Mengacu pada sifat-sifat agama anak upaya-upaya membimbing kematangan beragama anak seyogyanya dilakukan secara terpadu di lingkungan keluarga, institusi pendidikan (sekolah), dan lingkungan masyarakat. Nashih Ulwan mengemukakan beberapa metode yang dapat dipilih antara lain:
1. Pendidikan Agama dengan Metode Keteladanan
Keteladanan adalah metode tarbiah yang selaras dengan fitrah manusia. Adalah bagian dari fitrah, jika setiap insan mendambakan hadirnya seorang tokoh atau figur yang layak menjadi panutan dalam hidup dan kehidupannya. Anak berbahasa sesuai dengan bahasa ibu. Apabila bahasa yang digunakan orang tua baik, maka anak akan berbahasa dengan baik dan benar. Demikian pula dalam pembentukan akhlak dan pergaulan anak, orang tua selalu menjadi model bagi anak-anaknya.
Seorang anak, bagaimanapun besarnya usaha yang dilakukan untuk kebaikannya, bagaimanapun suci fitrahnya, ia tidak akan mampu memenuhi prinsip-prinsip kebaikan dan pokok-pokok pendidikan utama selama ia tidak melihat orang tuanya sebagai teladan nilai dan moral yang tinggi. Adalah mudah orang tua mengajarkan banyak hal kepada anak-anak, namun adalah sesuatu yang teramat sulit bagi anak melaksanakan sesuatu yang diajarkan sedangkan ia tidak melihat orang tuanya mengamalkan apa yang diucapkannya.
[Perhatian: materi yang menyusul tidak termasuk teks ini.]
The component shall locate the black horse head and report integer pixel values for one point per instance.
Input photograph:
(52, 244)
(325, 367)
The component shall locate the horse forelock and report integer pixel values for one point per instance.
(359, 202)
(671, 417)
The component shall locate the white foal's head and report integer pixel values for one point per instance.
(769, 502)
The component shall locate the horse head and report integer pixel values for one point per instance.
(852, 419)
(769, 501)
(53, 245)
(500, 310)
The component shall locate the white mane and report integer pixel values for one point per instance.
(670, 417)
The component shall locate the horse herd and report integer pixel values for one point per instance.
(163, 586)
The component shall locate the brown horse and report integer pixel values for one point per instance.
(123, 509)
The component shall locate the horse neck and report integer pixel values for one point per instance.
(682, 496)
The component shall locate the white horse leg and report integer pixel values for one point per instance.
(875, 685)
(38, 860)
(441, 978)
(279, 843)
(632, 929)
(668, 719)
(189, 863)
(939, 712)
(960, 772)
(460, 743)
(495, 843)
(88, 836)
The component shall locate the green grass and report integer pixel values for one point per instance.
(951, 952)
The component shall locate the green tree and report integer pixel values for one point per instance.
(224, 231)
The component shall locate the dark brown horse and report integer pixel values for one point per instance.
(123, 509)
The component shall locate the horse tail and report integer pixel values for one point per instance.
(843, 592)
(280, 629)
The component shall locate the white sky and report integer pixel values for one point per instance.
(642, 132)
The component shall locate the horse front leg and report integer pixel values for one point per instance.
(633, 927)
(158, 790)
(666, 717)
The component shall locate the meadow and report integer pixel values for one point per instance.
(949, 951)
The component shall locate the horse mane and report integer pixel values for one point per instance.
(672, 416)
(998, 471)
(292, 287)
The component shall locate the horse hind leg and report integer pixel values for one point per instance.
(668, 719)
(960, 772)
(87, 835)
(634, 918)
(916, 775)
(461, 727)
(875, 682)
Suatu hari, seorang lelaki mendatangi Khalifah Umar bin Khatab mengadukan kedurhakaan anaknya. Sang anak kemudian melakukan pembelaan, "Wahai, Amirul Mukminin, bukankah anak juga mempunyai hak yang harus diberikan bapaknya?" "Tentu, memilihkan ibunya, memberikan nama yang baik, dan mengajarkan Al-Kitb kepadanya." Jawab Umar. "Sesungguhnya ayahku belum melakukan satu pun di antara itu semua. Ibuku seorang Bangsa Ethiopia keturunan Majusi, ayahku memberiku nama Ju'al (kumbang kelapa), dan ia belum mengajarkan kepadaku sehuruf pun dari Al-Kitb," si anak membela diri. Umar menoleh kepada lelaki itu dan berkata, "Engkau telah datang kepadaku mengadukan kedurhakaan anakmu, padahal engkau telah mendurhakainya sebelum ia mendurhakaimu, dan engkau telah berbuat buruk kepadanya sebelum ia berbuat buruk kepadamu!"
Kisah di atas memberi hikmah, tak ada tuntutan anak sholeh kecuali orang tuanya telah mendidiknya menjadi sholeh. Tentu jauh panggang dari api bila orang tua menunggu kata-kata lembut anaknya sedangkan tak jarang ia berkata kasar dan kotor, menuntut anak tekun beribadah sedang orang tuanya malas, mengharap anak dermawan padahal orang tuanya kikir.
2. Pendidikan Agama dengan Metode Pembiasaan
Selain keteladanan, pembiasaan adalah metode yang paling memungkinkan dilakukan di lingkungan keluarga dibanding lingkungan sekolah dan masyarakat. Kebiasaan terbentuk dengan menegakkannya atau membuatnya menjadi permanen. Kebiasaan terjadi karena pengulangan-pengulangan (repetisi) tindakan secara konsisten. Ketaatan beragama yang berujung pada kematangan beragama anak tidak akan dapat diwujudkan tanpa pembiasaan. Ibadah sholat, tadarus Al-Qur'an, infaq dan sadaqah serta pengalaman keagamaan lainnya perlu dikokohkan dengan pembiasaan. Sayyid Sabiq menyatakan ilmu diperoleh dengan belajar, sedangkan sifat sopan santun dan akhlaq utama diperoleh dari latihan berlaku sopan serta pembiasaan-pembiasaan.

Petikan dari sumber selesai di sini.